Europeans do it better.
Lancée en France ce 18 juin, GenAI footprint, est portée par neuf grandes entreprises européennes : Publicis Groupe, AXA, Engie, le groupe La Poste / La Banque Postale ainsi que Accor, FDJ United, Orange, L’Oréal et Renault Group. Elle prend la forme d’un outil open source visant à estimer l’empreinte environnementale de l’intelligence artificielle générative dans la production de contenus.
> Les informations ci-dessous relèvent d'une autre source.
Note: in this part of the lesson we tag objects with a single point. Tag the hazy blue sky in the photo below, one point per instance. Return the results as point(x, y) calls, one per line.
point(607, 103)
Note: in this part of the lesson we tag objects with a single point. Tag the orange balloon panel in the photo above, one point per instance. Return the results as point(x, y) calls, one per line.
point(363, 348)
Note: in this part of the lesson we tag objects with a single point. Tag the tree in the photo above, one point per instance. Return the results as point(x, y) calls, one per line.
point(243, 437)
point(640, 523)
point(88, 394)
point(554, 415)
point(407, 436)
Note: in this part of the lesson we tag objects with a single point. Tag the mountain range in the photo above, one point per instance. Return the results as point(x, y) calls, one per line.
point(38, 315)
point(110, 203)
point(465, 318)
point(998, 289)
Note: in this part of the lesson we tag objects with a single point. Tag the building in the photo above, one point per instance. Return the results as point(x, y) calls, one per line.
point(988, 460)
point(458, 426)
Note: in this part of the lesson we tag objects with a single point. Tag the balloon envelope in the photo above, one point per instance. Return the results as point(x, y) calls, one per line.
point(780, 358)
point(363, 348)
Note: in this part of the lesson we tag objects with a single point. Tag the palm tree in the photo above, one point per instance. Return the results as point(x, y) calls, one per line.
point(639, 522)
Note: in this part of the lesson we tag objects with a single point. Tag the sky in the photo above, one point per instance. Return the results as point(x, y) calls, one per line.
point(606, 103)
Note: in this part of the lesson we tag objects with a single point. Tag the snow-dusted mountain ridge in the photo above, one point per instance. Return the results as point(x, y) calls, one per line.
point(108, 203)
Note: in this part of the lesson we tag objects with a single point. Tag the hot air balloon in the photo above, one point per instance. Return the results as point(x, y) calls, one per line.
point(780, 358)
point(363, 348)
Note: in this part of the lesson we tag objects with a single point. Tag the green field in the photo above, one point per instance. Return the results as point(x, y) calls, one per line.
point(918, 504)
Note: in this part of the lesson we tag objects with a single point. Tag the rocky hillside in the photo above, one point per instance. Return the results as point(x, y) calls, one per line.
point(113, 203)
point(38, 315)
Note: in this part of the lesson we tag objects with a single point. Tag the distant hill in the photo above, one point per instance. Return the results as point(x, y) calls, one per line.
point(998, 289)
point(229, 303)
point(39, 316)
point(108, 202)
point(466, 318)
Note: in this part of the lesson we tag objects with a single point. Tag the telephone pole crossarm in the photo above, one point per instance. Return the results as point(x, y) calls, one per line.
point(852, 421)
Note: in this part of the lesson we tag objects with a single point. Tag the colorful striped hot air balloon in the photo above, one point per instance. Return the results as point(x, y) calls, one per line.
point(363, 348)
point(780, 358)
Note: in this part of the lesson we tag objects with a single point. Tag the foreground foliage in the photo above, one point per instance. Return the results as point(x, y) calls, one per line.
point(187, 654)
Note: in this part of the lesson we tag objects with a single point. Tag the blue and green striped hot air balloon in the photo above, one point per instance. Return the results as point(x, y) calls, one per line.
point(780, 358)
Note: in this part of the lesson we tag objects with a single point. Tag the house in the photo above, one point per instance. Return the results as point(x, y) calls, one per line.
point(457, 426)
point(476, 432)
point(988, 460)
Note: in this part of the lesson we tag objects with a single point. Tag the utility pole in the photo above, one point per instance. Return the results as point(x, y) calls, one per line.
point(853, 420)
Le projet est développé avec des chercheurs, dont le Sustainable AI Group (SAIG), et s’appuie sur les travaux de Publicis Sapient.
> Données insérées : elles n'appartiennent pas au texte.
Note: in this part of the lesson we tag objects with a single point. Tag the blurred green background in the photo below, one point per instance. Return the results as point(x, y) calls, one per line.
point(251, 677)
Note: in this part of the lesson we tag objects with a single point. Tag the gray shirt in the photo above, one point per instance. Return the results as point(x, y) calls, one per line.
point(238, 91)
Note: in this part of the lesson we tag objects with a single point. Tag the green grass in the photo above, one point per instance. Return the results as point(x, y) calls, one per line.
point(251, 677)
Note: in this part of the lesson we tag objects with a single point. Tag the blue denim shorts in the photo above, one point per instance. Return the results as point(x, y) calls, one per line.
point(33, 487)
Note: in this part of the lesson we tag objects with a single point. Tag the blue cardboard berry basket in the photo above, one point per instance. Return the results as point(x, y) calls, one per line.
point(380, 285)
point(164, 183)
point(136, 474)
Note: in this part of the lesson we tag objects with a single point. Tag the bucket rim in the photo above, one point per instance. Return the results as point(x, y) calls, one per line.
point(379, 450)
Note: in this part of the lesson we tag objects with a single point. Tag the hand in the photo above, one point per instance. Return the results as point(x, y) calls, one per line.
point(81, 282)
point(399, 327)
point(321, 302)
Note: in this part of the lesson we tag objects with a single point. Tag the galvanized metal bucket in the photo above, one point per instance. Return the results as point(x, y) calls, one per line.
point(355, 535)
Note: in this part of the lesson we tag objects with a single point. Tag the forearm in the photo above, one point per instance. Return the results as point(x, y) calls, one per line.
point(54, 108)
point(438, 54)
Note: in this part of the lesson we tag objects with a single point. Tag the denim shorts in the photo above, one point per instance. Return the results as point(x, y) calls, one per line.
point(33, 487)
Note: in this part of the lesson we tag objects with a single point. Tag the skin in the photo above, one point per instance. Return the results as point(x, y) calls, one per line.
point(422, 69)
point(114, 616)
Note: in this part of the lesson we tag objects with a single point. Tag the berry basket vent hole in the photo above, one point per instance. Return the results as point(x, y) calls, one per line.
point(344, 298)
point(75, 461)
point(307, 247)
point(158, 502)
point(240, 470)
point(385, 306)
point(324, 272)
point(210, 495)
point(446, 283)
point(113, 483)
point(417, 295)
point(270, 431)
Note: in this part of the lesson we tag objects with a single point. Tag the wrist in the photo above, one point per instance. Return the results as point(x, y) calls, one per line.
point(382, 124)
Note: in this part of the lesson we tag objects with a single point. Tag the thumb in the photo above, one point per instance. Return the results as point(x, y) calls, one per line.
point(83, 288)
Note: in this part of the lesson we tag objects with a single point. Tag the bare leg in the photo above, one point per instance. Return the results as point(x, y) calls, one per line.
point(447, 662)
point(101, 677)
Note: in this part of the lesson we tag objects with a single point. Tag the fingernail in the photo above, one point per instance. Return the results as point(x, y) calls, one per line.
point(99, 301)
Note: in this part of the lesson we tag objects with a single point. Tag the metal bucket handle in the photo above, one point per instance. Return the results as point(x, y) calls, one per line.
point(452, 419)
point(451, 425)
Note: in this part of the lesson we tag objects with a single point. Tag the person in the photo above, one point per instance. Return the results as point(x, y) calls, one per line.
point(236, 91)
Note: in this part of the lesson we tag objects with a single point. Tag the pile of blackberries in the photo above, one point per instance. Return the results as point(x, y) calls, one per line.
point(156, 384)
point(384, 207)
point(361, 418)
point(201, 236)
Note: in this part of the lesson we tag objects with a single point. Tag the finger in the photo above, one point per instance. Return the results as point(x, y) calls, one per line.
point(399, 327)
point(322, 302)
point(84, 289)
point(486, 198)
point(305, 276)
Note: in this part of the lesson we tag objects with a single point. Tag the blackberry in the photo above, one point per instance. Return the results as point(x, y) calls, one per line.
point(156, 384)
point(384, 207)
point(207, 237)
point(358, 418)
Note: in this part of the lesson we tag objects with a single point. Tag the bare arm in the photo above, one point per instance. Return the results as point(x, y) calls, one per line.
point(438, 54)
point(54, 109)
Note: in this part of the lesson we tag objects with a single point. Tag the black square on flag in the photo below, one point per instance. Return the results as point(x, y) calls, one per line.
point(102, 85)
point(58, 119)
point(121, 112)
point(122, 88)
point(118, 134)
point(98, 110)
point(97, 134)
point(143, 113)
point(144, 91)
Les acteurs du projet pointent un manque de données sur l’impact environnemental de l’intelligence artificielle. Si la génération de texte commence à être documentée, les usages liés à l’image et surtout à la vidéo restent encore largement difficiles à quantifier. Les recherches menées par le SAIG ont permis de développer une méthodologie d’estimation énergétique appliquée à la génération vidéo, ensuite intégrée à des outils comme EcoLogits ou e-footprint, open sourcé via l’association Boavizta.
Côté industriels, la démarche s’inscrit dans une logique de mesure et de pilotage des impacts. Comme l’explique Agathe Bousquet, présidente de Publicis Groupe : “Limiter l’impact de notre secteur sur l’environnement est une priorité. Depuis l’accélération de l’IA, nous faisons face à des lacunes en termes de calculs. Nos équipes RSE et Publicis Sapient en France ont imaginé cette initiative pour une estimation complète de l’empreinte environnementale de nos contenus incluant l’IA. Nous sommes fiers que notre alliance rassemble aujourd’hui de très grandes entreprises internationales.”
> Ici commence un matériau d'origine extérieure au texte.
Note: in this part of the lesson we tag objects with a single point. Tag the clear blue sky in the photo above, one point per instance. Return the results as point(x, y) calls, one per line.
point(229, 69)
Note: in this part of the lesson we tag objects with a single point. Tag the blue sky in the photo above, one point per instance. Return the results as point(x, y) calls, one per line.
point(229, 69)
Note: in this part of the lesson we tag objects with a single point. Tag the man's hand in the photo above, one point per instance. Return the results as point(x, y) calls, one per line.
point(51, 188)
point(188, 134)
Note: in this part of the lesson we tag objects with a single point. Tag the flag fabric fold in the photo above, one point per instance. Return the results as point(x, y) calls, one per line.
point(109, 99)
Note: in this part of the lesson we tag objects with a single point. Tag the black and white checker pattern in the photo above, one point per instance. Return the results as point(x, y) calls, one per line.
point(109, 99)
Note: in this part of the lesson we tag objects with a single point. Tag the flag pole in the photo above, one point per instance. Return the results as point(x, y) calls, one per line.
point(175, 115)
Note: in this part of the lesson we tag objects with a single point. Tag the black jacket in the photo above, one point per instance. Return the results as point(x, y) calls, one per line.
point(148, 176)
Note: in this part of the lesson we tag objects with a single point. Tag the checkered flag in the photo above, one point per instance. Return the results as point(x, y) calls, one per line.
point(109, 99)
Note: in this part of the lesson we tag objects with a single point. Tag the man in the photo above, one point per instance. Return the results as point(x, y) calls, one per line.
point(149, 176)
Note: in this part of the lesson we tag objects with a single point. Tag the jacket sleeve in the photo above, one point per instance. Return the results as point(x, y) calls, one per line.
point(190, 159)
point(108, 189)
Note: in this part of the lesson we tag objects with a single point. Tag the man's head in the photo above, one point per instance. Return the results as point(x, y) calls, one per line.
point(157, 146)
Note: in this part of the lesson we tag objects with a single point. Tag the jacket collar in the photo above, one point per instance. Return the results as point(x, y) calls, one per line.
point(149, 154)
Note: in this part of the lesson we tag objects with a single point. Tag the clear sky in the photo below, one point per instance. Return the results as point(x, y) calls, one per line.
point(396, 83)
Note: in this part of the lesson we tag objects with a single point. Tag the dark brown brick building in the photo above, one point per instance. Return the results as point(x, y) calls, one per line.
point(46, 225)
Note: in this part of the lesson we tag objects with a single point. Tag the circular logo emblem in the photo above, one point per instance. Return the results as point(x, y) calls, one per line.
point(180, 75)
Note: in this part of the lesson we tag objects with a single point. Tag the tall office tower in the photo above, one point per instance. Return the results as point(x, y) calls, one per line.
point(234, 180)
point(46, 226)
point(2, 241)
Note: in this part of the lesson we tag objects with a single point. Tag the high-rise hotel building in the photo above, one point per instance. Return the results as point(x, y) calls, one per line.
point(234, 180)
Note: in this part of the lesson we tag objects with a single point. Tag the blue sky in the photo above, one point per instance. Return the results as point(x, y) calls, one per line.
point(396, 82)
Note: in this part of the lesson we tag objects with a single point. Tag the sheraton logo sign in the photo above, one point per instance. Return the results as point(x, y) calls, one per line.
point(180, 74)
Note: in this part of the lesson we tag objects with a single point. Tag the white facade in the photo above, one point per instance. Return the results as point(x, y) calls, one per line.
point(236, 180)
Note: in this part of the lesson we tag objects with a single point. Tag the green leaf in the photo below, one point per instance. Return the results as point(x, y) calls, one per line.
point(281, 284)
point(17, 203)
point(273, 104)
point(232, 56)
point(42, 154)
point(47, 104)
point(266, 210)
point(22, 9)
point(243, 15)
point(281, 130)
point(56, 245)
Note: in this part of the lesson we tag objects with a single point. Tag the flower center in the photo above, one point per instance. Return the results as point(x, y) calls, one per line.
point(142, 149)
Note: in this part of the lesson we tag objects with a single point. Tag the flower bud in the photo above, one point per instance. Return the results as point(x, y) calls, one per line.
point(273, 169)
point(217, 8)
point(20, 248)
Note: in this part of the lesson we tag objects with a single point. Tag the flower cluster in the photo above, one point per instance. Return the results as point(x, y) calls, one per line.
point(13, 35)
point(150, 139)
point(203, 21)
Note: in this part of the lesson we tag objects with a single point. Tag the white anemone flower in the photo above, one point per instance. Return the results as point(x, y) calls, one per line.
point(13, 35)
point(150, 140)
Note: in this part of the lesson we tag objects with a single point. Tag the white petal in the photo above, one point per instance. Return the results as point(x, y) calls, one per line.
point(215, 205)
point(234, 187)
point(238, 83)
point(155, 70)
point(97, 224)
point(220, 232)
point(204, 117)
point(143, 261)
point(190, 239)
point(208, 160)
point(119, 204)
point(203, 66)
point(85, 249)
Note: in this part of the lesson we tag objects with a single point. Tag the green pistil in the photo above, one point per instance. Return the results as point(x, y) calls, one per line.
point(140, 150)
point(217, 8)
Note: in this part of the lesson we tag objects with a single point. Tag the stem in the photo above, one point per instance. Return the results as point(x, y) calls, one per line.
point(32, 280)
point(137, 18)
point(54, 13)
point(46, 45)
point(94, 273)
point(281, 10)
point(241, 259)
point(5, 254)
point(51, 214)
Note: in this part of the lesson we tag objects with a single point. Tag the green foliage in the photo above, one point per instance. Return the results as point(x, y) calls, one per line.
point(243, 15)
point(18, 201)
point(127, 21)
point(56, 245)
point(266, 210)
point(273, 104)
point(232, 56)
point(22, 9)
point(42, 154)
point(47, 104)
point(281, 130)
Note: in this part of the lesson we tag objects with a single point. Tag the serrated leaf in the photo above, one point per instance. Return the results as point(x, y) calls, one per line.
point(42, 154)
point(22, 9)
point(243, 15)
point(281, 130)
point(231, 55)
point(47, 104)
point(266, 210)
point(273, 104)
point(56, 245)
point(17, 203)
La dimension scientifique est également centrale dans le projet. Le Dr Sasha Luccioni précise : “En nous appuyant sur nos précédentes études évaluées par les pairs, nous avons développé une méthode validée empiriquement pour estimer l’empreinte énergétique des modèles de génération de vidéo par IA. Il s’agit de la modalité qui croît le plus vite et qui reste la moins bien comprise, et où quelques secondes de vidéo générée peuvent consommer des milliers de fois plus d’énergie qu’une requête textuelle.”
Les entreprises partenaires détaillent leurs objectifs d’usage.
“L’impact environnemental de l’IA est un enjeu clé pour AXA. Nous avons déjà mis en place des actions concrètes pour mesurer, piloter et réduire l’empreinte de nos activités digitales. L’initiative « GenAI footprint » est une opportunité de plus pour évaluer l’impact environnemental de la création de contenus par l’IA — et ainsi accélérer notre engagement vers une IA responsable.”
« Chez Engie, nous sommes très fiers d’avoir été l’un des premiers Groupes à rejoindre cette initiative pionnière. En tant que leader de la transition énergétique, Engie apporte à ses clients, notamment les opérateurs de datacenters des solutions énergétiques durables fondées sur la production d’électricité d’origine renouvelable. Il est également de notre responsabilité de mesurer les émissions de gaz à effet de serre liées à nos propres usages de l’IA, aussi bien dans nos activités tertiaires qu’industrielles. « GenAI footprint » nous permettra de bénéficier des meilleures expertises existantes afin d’établir le bilan le plus fin possible, et d’anticiper des plans d’action »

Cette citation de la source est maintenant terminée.